The FBI, US Marshalls and local law enforcement agencies have gone to extreme lengths to keep the program secret and out of the court system, including the FBI even using non-disclosure agreements with local law enforcement agencies using the surveillance product.  The Marshalls, after the ACLU drew attention to their use of the device, seized local law enforcement records to prevent them from being exposed in court proceedings. Considering the recent discovery that there are many fake cell towers across the country, and it is unknown who is operating them, a reasonable assumption would be that it is local or federal law enforcement.

So how exactly does the DoJ and FBI rationalize arresting a man for creating a product that could be used in nefarious ways, when the FBI itself contracts with a private company that makes an even more invasive and privacy-eliminating product?  We shall see: I left a message with the DoJ’s press office asking for a statement regarding usage of Stingray in the face of this arrest.  My guess will be that my call will not be returned, or if it is, it will be “No Comment”.  Feel free to give them a call: 202-514-2007.

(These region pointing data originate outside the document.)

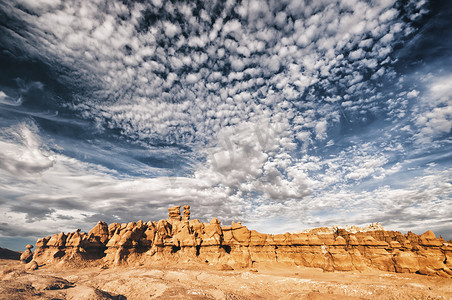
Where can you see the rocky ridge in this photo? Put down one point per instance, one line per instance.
(179, 238)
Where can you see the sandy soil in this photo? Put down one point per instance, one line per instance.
(188, 281)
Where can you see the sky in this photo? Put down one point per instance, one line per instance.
(282, 114)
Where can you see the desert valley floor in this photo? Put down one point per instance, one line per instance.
(169, 280)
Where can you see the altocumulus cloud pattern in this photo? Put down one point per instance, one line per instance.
(283, 114)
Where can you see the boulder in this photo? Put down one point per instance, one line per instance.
(100, 231)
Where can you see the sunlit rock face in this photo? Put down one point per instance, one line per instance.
(179, 238)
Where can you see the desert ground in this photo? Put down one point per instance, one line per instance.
(171, 280)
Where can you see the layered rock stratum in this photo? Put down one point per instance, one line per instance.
(180, 239)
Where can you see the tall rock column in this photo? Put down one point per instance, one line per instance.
(186, 215)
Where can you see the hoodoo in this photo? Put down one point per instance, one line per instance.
(179, 238)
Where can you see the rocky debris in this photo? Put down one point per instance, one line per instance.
(9, 254)
(186, 240)
(27, 255)
(31, 266)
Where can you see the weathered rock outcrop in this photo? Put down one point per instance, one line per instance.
(183, 239)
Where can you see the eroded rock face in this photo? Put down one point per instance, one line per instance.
(179, 238)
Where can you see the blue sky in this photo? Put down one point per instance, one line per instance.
(285, 115)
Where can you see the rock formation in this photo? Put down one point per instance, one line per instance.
(27, 255)
(179, 238)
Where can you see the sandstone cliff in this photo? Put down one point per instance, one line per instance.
(179, 238)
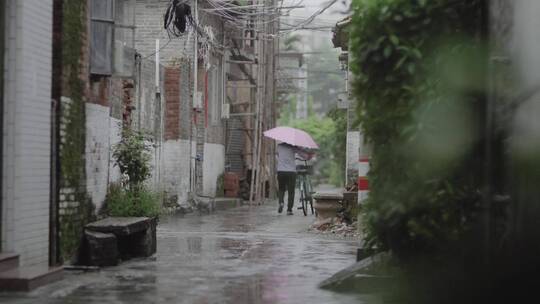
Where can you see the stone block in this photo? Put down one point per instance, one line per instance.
(101, 249)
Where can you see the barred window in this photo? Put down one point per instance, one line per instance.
(112, 34)
(216, 95)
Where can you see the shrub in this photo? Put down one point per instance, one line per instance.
(132, 198)
(418, 99)
(132, 155)
(131, 203)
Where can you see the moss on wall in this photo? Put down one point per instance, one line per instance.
(75, 207)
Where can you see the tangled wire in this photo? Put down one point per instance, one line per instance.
(177, 18)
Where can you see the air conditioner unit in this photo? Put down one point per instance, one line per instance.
(225, 111)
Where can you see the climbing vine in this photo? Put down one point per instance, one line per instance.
(418, 69)
(72, 149)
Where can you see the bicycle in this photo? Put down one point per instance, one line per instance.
(305, 187)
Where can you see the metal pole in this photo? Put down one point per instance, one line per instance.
(252, 189)
(195, 89)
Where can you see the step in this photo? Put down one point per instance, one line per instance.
(29, 278)
(8, 261)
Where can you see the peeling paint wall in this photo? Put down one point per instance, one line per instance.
(27, 130)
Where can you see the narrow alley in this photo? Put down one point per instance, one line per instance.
(241, 255)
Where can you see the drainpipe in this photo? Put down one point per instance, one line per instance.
(2, 46)
(56, 112)
(195, 89)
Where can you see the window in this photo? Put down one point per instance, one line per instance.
(215, 95)
(112, 37)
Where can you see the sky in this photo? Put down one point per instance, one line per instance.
(325, 21)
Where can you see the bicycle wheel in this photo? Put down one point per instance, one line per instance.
(303, 198)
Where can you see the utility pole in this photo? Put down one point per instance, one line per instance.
(255, 140)
(194, 94)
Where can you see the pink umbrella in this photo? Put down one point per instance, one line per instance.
(292, 136)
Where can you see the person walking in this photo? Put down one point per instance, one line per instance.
(286, 173)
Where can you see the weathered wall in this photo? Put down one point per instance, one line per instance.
(176, 168)
(27, 130)
(213, 167)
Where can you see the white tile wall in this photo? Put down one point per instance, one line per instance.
(27, 130)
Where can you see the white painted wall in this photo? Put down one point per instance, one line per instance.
(27, 130)
(213, 166)
(115, 135)
(97, 152)
(176, 170)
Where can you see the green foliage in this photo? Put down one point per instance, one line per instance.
(418, 69)
(72, 149)
(132, 155)
(131, 203)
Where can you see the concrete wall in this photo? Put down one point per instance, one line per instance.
(27, 130)
(213, 167)
(97, 152)
(176, 168)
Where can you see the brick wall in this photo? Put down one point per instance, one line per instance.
(27, 130)
(172, 103)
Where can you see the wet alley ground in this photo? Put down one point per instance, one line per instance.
(241, 255)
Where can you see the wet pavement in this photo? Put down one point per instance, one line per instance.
(243, 255)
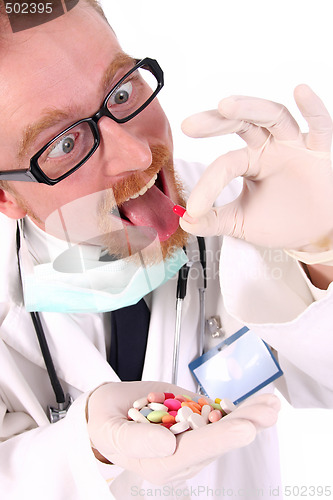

Will the CEO of Harris Corp be arrested for creating a product that has “little use beyond invading an individual’s privacy”?  The device they manufacture literally has no other purpose than to violate the civil rights of Americans by law enforcement when used for blanket data collection with or without a warrant.  It has no other valid use.  How can we trust our law enforcement when they arrest people for doing the same thing they do?  How can we trust them when they won’t even get a warrant to utilize such a device?  How can we trust them when they do everything in their power to suppress how the device has actually been used from coming to light in court?

Perhaps we should go back to the tried and true reasons for arresting and convicting:  an actor commits a crime against a specific victim or victims.  Creating software that can be used by those with ill intent is not a crime; using the software in a malicious fashion is.

I don’t believe anyone is suggesting we arrest the manufacturers of encryption software or hardware because it can be used to cover up evidence of criminal activity, yet that’s what we’re doing in this case despite heavy feature overlap between this product and many others currently available.

  • If the major difference is marketing, is it really a crime?
  • If I use innuendo instead or marketed the same exact product with a different stated purpose, is it still a crime?
  • If I suggest that you could re-purpose a Square card reader to steal credit card numbers, am I liable for marketing an identity theft device?

Simple marketing has no victim.  The people who would buy such a product and use it against another are the ones committing a crime.

I’ll post an update if and when I hear back from the DoJ regarding their comment.  This pissed me off enough to make an inaugural blog post about it.  More to come on technology, personal projects, and freedom.